Back plate is unfit for purpose and dangerous!!


----------



## procell (12 Jan 2015)

As you have shown above the back plate is not fit for purpose and is dangerous. Likewise the tools. If the Lathe is still within guarantee period then I would suggest writing to the manufacturer and asking for a full refund of the price. You could also suggest a recall of the lathes before someone is seriously injured. I am sure it would be cheaper than paying out compensation for lost limbs/life.


----------



## pmacme (16 Jan 2015)

Hi lads, 

I have a similar issue to the first poster, I bought the aldi lathe before realising that accessories were not readily available. 

I would like to get a bowl turning chuck that would not be completely obsolete once I do upgrade the lathe to a better make 

From what I understood from these posts, the person bought a cheaper chuck and Ian was able to make an adapter? 

Could you advise me both on which would be the best chuck to buy and then whether it would be possible to get an adapter made? 

Many thanks, 
Paul


----------



## SimonT (18 Jan 2015)

Most chucks have fairly standard threads, but doesnt really matter anyway as the adaptor will be made to suit the chuck you have.

Monki magic - i certainly agree with procell on this, company needs contacting and making aware. If the breaks froo at a couple of thousand rpms with a lump of wood attatched someones bound to be in trouble.

Just out of curiosity how much where these lathes?


----------



## monki magic (20 Jan 2015)

Hi 

Yes I have informed Aldi of the issue and my concerns over the back plate. Their response was that it would be investigated in a future review. I mailed them back stating that this could have caused serious injury and should be reviewed immediately. They again said it would be reviewed but they had no other complaints about the product. I'm not convinced that I had the only back plate that was faulty. It looks more like poor quality than a random failure.


----------



## Dalboy (20 Jan 2015)

monki magic":10erxh2b said:


> Hi
> 
> Yes I have informed Aldi of the issue and my concerns over the back plate. Their response was that it would be investigated in a future review. I mailed them back stating that this could have caused serious injury and should be reviewed immediately.
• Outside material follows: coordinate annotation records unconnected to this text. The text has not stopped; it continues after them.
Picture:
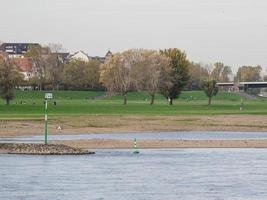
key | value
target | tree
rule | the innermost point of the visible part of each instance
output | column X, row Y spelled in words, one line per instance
column 35, row 54
column 180, row 74
column 151, row 70
column 80, row 74
column 116, row 73
column 248, row 73
column 54, row 70
column 197, row 72
column 10, row 77
column 210, row 88
column 220, row 72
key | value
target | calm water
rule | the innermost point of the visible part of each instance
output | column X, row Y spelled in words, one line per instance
column 195, row 135
column 191, row 174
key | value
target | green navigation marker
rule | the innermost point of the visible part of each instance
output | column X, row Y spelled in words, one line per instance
column 136, row 151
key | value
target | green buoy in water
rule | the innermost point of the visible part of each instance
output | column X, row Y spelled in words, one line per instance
column 136, row 151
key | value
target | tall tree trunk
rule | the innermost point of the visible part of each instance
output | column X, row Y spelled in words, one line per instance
column 152, row 99
column 7, row 101
column 125, row 99
column 209, row 100
column 170, row 101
They again said it would be reviewed but they had no other complaints about the product. I'm not convinced that I had the only back plate that was faulty. It looks more like poor quality than a random failure.



At the very least they should replace the faceplate as it is faulty


----------



## JordonT2016 (11 Nov 2016)

flh801978":ekpmq1b7 said:


> Theres a few ways to go
> 
> You can make an adapter but it needs to be at least 20mm longer than the length of your spindle thread ( 18x2.5) so it may end up being 40-50 mm longer than needed
> 
> ...


----------



## JordonT2016 (11 Nov 2016)

Hi flh801978 is it £35 to make a new spindle to a more common size as I have just got into wood turning and found out that not just any face plate would fit. The faceplate i received with the lathe was threaded the wrong way and had no instructions looking for some help


----------



## flh801978 (11 Nov 2016)

Yes i can make a spindle to whatever thread size you need


----------



## JordonT2016 (11 Nov 2016)

Whats the most common easily available thread size for chucks and faceplates is it 3/4" x 16 TPI ?


----------



## iain.mccarron (27 Mar 2021)

Hi everyone,

Sorry for reviving such an old thread, but i have also just received the Parkside lathe and was wondering if anything had changed since this thread was last active.

I have searched everywhere for a solution to the chuck issue, ending up on this answer - Lathe Adapter M18x1.5 Inside to M18x2.5 Outside thread by DarkDaedelus

I have seen other solutions here that have been suggested by @flh801978 and was really hoping that somebody could offer up some more advice.


----------



## Dave Brookes (27 Mar 2021)

Buzzby, someone who may be able to help is Dave Buckland at Solstrand Industries on the Sands Industrial Estate but I can’t promise anything.
Tell him Dave Brookes said he may be kind enough to assist, if he doesn’t remember me (it’s been six years since I have spoken to him) remind him that I was Quality Director at Cobham Antennas.


----------



## iain.mccarron (27 Mar 2021)

thank you so much for the suggestion. I have sent an email, so will hopefully hear back


----------